В чём источник оптимизма Амаду? И он сам, и советские литературоведы неоднократно писали, что этот источник – вера писателя в народ. Однако тут перепутаны причина и следствие. Не потому Амаду оптимист, что он верит в народ. Он оптимист по своей природе, таким уж он уродился, поэтому он верит и в народ, и в человечество, и в его светлое будущее.

«Всё моё творчество служит борьбе за народ против врагов народа, за свободу против угнетения, за будущее против прошлого, за социализм против капитализма… Жизнь в Бразилии нелегка: нищета огромна, огромно и угнетение. Мы живём под властью военной диктатуры, под властью цензуры, судебных процессов, тюрем, пыток – этой чёрной клики попутчиков военных диктатур на латиноамериканском континенте. Верю, однако, что народ сильнее нищеты и гнёта. Несмотря на ужасные условия жизни, он идёт вперёд, смеётся, поёт, борется, живёт, – и я верю, что завтрашний день станет лучше»[22].

Хотя сам писатель категорически отметал всякую периодизацию его творчества, нельзя не заметить, что посткризисные произведения раскрыли новые грани его таланта: глубину и многогранность в изображении действительности, филигранность стиля, несравненную «амадовскую» иронию, иногда мягкую, иногда убийственную, и, самое главное, мудрость. Ту мудрость, что позволила ему взглянуть на жизнь без флёра юности, увидеть в ней хорошее и плохое, грязь и красоту, горе и радость, отличить правду от лжи, непреходящее от случайного и верить, верить… в любовь, в справедливость, в жизнь.

А как изменился сам Амаду? На этот вопрос Жоржи мог бы ответить словами своего героя, Педро Арканжо: «Если я в чём-то изменился – это наверняка случилось, – если во мне разрушились ценности и оказались заменены другими, если умерла часть моего прежнего существа, то я не отказываюсь и не отрекаюсь нисколько от того, кем я был… Я хочу только одного: жить, понимать жизнь, любить людей, весь народ»[23].

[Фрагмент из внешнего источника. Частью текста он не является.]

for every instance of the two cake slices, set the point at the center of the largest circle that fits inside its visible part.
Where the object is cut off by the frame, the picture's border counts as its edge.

В восьмидесятые годы Амаду приобретает в нашей стране статус живого классика. Его книги издаются одна за другой и огромными тиражами (трилогия «Бескрайние земли», «Земля золотых плодов» и «Красные всходы» выходит в киевском издательстве «Урожай» общим тиражом 530 тысяч экземпляров, «Дона Флор» в издательстве «Правда» – 500 тысяч экземпляров) и буквально сметаются с полок книжных магазинов. Чтобы подписаться на его трёхтомник, изданный в 1987 году «Художественной литературой» тиражом 100 тысяч, люди стояли ночами. По числу изданий романов Жоржи Амаду и их тиражам Советский Союз занимал одно из первых мест в мире.

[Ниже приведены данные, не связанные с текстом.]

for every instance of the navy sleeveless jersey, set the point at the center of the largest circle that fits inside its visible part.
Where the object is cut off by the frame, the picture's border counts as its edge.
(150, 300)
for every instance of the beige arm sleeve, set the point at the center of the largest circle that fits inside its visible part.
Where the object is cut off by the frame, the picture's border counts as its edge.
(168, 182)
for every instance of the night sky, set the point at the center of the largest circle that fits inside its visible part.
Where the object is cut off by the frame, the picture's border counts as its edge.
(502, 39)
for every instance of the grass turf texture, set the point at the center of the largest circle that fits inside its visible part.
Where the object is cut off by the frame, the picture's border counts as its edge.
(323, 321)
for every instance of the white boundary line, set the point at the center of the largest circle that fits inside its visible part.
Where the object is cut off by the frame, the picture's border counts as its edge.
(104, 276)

Надо сказать, однако, что такой интерес вызывают уже известные читателям произведения, а вот новым переводам везёт меньше. Так, в 1980 году «Иностранная литература» печатает роман «Возвращение блудной дочери». Действие книги разворачивается в маленьком городке Сантана-ди-Агрести на севере Баии в тот период, когда размеренная жизнь этого провинциального городка неожиданно прерывается тревожной вестью: влиятельная химическая компания решила построить там завод по производству диоксида титана, отходы которого должны привести к сильному загрязнению окружающей среды. Протесты местных жителей возглавляет Тиета, вернувшаяся на родину после долгого отсутствия.

Перевод, к сожалению, не производит такого сильного впечатления, как предыдущие книги Амаду. В оригинале роман насчитывает почти шестьсот страниц, это многоплановое, панорамное произведение, с множеством героев, сюжетов, лирических отступлений. Журнальный вариант был сокращён почти в три раза, в нём осталась только главная сюжетная линия, и эта линия кажется вырванной из живой плоти романа; изображение становится плоским, схематичным.

Следующий, двадцать четвёртый по счёту роман, «Военный китель, академический мундир, ночная рубашка», был закончен Амаду в 1979 году, а у нас напечатан в восьмом и девятом номерах «Иностранной литературы» за 1982 год. Сам Жоржи так охарактеризовал его: «Действие происходит в Рио с июня 1940-го по январь 1941 года, во время великой битвы, в её худший период, когда фашистские войска оккупировали Восточную Европу, а в Бразилии была диктатура Нового Государства. Книга чрезвычайно политическая, антифашистская и антивоенная».

В Бразилии книга была встречена с большим интересом, а у нас – с разочарованием. К сожалению, русский читатель не мог по достоинству оценить произведение, в которое автор вложил столько души и сил: забывал о себе, своём здоровье, обо всём на свете – жил жизнью своих героев, их радостями и страданиями. «Я очень устал, эта книга пожирает мои силы: работа над ней очень сложна и требует полной отдачи; я не сплю по ночам, думаю о ней, вспоминаю, делаю пометки. Я буквально нахожусь на грани истощения».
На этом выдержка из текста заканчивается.